Ela não esperara, conscientemente, por ele. E aquela era apenas mais uma tarde, a não ser pelo fato de que ela estava luminosamente vestida de amarelo. Quando a luz que entrava pela porta foi obstruída pelo corpo dele, Mariamares levantou os olhos do desenho que fazia e olhou-o. Quase não conteve um suspiro de admiração. Ele era grande, pensou. Mais alto que a maioria das pessoas, moreno, corpo pesado. Ao tirar o chapéu ela percebeu que  não tinha um fio de cabelo, o que deu-lhe um sentimento de ternura imediata. Um menino, pensou. Os olhos amorosos, embora tristes, a voz tranqüila, embora forte. Seu dom, a palavra, a melodia. E ele falava como se recitasse poemas de amor, o tempo todo. Fluíam, brotavam de sua boca como se fossem dálias, rosas e jasmins.

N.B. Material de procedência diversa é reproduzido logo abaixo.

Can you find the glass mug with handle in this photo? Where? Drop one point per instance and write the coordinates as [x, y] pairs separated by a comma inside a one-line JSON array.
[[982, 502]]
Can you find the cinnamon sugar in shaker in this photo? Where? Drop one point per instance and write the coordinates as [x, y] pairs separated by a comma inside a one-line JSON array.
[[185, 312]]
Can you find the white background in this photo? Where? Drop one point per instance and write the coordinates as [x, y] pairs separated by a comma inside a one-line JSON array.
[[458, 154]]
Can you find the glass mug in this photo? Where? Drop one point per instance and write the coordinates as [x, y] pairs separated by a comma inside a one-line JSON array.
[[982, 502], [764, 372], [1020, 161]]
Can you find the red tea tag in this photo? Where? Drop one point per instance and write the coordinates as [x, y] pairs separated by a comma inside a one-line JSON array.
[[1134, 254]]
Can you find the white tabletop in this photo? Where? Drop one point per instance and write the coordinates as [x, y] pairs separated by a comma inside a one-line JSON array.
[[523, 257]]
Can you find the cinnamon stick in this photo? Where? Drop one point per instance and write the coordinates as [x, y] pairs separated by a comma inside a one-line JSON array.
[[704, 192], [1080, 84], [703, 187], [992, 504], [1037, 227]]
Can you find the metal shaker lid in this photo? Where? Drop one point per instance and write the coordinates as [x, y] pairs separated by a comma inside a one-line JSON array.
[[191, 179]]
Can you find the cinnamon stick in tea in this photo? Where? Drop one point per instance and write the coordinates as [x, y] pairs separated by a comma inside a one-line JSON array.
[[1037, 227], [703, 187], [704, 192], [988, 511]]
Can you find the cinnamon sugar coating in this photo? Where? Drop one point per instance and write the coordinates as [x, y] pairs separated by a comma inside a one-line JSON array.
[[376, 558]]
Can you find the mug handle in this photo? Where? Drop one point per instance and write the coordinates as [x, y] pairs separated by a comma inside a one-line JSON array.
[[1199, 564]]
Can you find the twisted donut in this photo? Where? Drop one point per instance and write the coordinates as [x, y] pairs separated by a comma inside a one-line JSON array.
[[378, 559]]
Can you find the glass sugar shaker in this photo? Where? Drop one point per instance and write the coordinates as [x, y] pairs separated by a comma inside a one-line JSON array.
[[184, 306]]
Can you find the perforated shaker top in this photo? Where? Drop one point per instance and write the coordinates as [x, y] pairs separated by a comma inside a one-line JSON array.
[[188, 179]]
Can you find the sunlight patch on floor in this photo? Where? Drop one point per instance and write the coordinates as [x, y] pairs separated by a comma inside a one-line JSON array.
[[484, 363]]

 Mariamares cada vez mais espantada, ia colhendo, uma a uma, as melodias que ele cantava e deixava sair de dentro de si com suavidade.  Ela sentia que havia um fio invisível a tramar-se em torno dos dois, de maneira que ela só conseguiria pensar nele nos dias seguintes. À noite, deitada no escuro, ela ficava relembrando cada palavra, cada gesto, cada olhar, como se realimentasse indefinidamente daquele único encontro. Ao partir ele lhe dera um abraço entre tímido, meio apressado, meio demorado. Ela descobriu, então, que era para ele que tinha vindo ao mundo, era para ele que estava ali, que era por ele que esperara a vida toda.
Mariamares sabia que ele estava lá,  depois da última árvore, quando a rua faz uma curva e deságua no rio. Ela foi infinitas vezes até a porta, saiu para a rua, olhou para o caminho que ele percorrera, vasculhou as redondezas com o olhar dolorido, mas não mais o viu. De seus pés saiam incontáveis fios de todas as cores que iam confundindo-se com os fios perdidos pelo chão e subiam pelas mesas, pelas rocas, pelos teares e penetravam na trama fechada das tapeçarias em composição.. Mariamares estava impedida de ir, presa uma teia tecida ao redor de si, e não podia ficar porque seu coração ja não estava mais ali.

Comentários

Clau disse…
Muito bom. Um novo conto?
Lyli disse…

Sim, é a história de uma mulher que passa a vida esperando pelo amor, tão absorvida por tantas outras coisas, que quando ele chega ela não consegue desvencilhar-se de tudo e viver este amor. Talvez eu nao devesse ter dado 20 anos a ela, nesta idade não existem amarras.....
Lyli disse…
Comentei sobre isto com uma amiga e ela disse que a personagem talvez tenha pulado etapass,pelas
exigências da vida.....
Clau disse…
Parece, de forma invertida, a história do príncipe encantando. Após o beijo, vira sapo.
Quanto à idade, sei lá, mas o amor não possui datação prévia ou específica.